I decided to answer the more general question, although perhaps this would be better in a separate discussion about suffering. I'm likely to repeat these contents in a thread that is more widely read.
The issue of suffering is, in my opinion, the most serious credibility issue for theism (aside from the more general question of evidence). It's also one for which it's hard to make an unambiguous argument, because we don't agree on what is OK for God to do and what it isn't.
My impression is that the Biblical picture of God is pretty consistent: he's got a lot of power and influence, but has chosen not to use brute force very often. How much power is, I think, open to question. Enough to bring Israel out of Egypt. Enough to bring order from chaos. But when we get beyond the world as ancient Israel knew it, things are less clear. I assume we're find some kind of space out of which big bangs come. Does God live there? If so, is he subject to rules in that space? Or is he in some space entirely his own? This is waaaayyyyy beyond anything I can talk about. But at some level, there are probably realities he can't change. Like non-contradiction, and the inability to both control people and not control them at the same time.
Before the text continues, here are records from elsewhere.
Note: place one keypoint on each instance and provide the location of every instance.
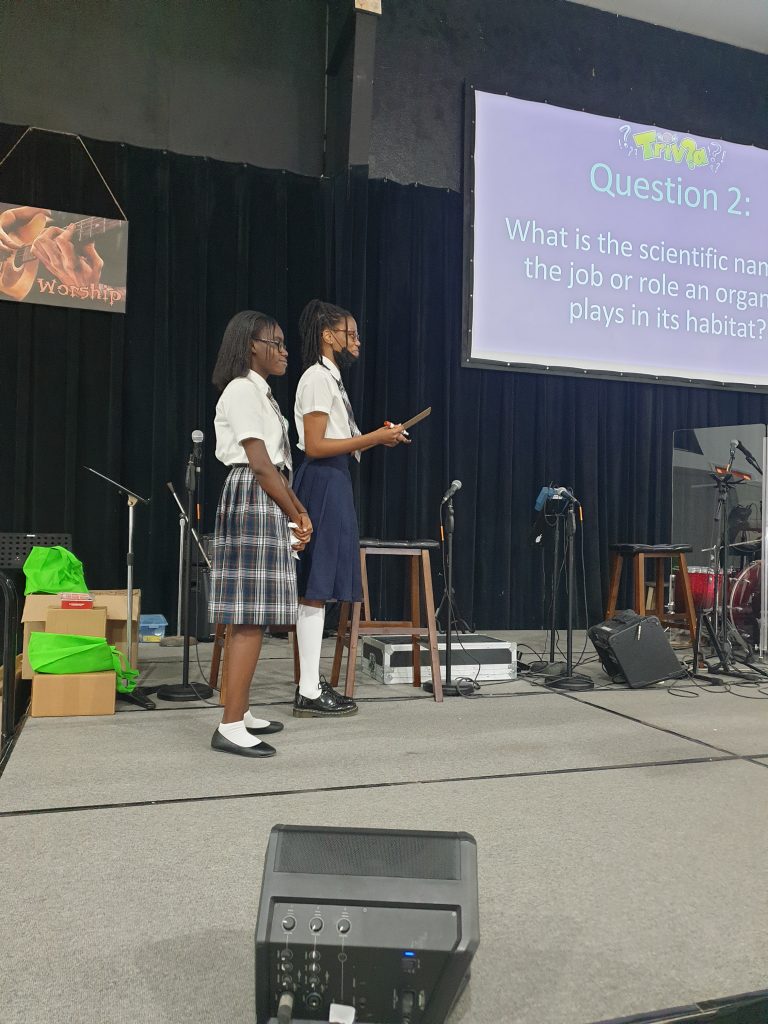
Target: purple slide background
(532, 162)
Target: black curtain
(123, 393)
(207, 239)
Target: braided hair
(315, 317)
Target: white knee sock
(254, 723)
(309, 624)
(236, 731)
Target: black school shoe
(262, 750)
(328, 705)
(264, 729)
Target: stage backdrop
(124, 393)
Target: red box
(76, 600)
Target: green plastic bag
(53, 570)
(60, 654)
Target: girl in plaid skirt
(253, 578)
(330, 568)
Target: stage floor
(621, 834)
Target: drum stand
(729, 646)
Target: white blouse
(318, 392)
(244, 411)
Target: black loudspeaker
(383, 921)
(634, 649)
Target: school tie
(355, 432)
(287, 460)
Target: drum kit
(744, 586)
(728, 599)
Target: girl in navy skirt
(330, 567)
(253, 577)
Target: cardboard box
(76, 600)
(77, 622)
(57, 696)
(36, 608)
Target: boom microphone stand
(570, 680)
(186, 690)
(183, 525)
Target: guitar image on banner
(51, 258)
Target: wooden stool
(639, 553)
(349, 631)
(220, 639)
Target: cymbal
(747, 547)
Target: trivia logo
(654, 144)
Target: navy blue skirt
(329, 568)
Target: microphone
(455, 485)
(198, 437)
(550, 495)
(745, 453)
(562, 493)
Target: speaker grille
(393, 855)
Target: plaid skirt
(253, 574)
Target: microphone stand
(571, 680)
(186, 690)
(450, 523)
(553, 669)
(177, 639)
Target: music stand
(133, 500)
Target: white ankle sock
(254, 723)
(309, 623)
(236, 732)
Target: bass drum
(747, 593)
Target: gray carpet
(623, 859)
(128, 758)
(736, 723)
(602, 894)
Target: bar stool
(218, 657)
(360, 623)
(658, 553)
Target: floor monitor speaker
(635, 649)
(384, 922)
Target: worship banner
(62, 259)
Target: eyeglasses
(280, 345)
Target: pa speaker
(382, 921)
(634, 649)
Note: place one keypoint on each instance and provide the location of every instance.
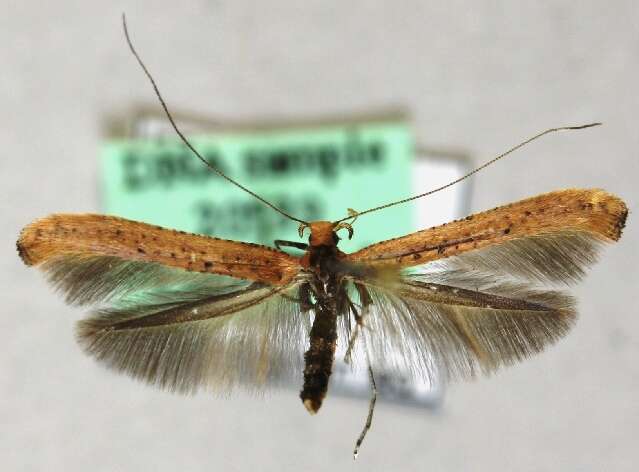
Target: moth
(186, 312)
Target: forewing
(89, 256)
(550, 238)
(422, 325)
(217, 340)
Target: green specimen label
(311, 173)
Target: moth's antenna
(474, 171)
(186, 141)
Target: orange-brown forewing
(96, 235)
(593, 212)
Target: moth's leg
(365, 301)
(280, 243)
(371, 405)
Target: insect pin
(186, 312)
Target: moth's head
(324, 233)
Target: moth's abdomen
(318, 360)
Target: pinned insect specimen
(184, 311)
In the whole OT, God sends prophets. Now and then, particularly in older parts of the record, they have unambiguous signs, such as Elijah's face-off with the prophets of Baal. But by and large the prophets present God's ideals, but the people ignore them or follow them very imperfectly. Israel gets conquered, and this is in some sense punishment, but to a large extent it's also the natural consequence of what they did. In Hosea God presents himself as a jilted lover.
In my opinion, Jesus' principled non-use of force, and the whole concept of God intervening by joining us, showing us how to live, and accepting the consequences of our sins, is consistent with God as we see him in the prophets, if you read the prophets carefully. I claim that setting up a dangerous world where suffering happens, is quite consistent with this whole picture.
I can't justify it, because I doubt we have a common standard I could appeal to. I can only give analogies. In human affairs we normally believe that it's good for people to develop as independent, responsible, people, even when this entails suffering:
- Parents can't be overprotective. The Truman Show is an interesting example of what some people would have God do: a completely controlled environment, where nothing very serious can happen to Truman. Yet most viewers think this was immoral, and Truman was right both to be upset and to leave.
- There have been various kinds of interaction between different cultures on earth. Most people think that trying to push the benefits of more "advanced" cultures on others is bad, even when it is clear that they would be physically better off with our culture than their own.
- In Star Trek, I think most people accept that the Prime Directive is a good idea, even when it leaves millions of people to suffer in ways that they would not if the Federation immediately raised them to its level. In the original series, Kirk often found excuses to avoid this. But that's not as true in the later series. One of the starkest examples is Star Trek: Enterpise, "Dear Doctor." They end up leaving a whole race to die, when they could have cured them.
Not everyone will agree with every situation. But I don't think it's obviously immoral for God to set up, or possibly tolerate (depending upon what choices you think are available to him) a situation where the world is dangerous, and failure brings actual consequences. Through Jesus, and his involvement with many of us, he accepts responsibility for the consequences, and to some extent joins us in them (although his experience as God is vicarious; it's obvious that God qua God doesn't physically suffer). But he normally depends upon us to improve the situation.
I can sympathize with people who think that a real God could find a way around this, but I'm not so sure he would be right to do so.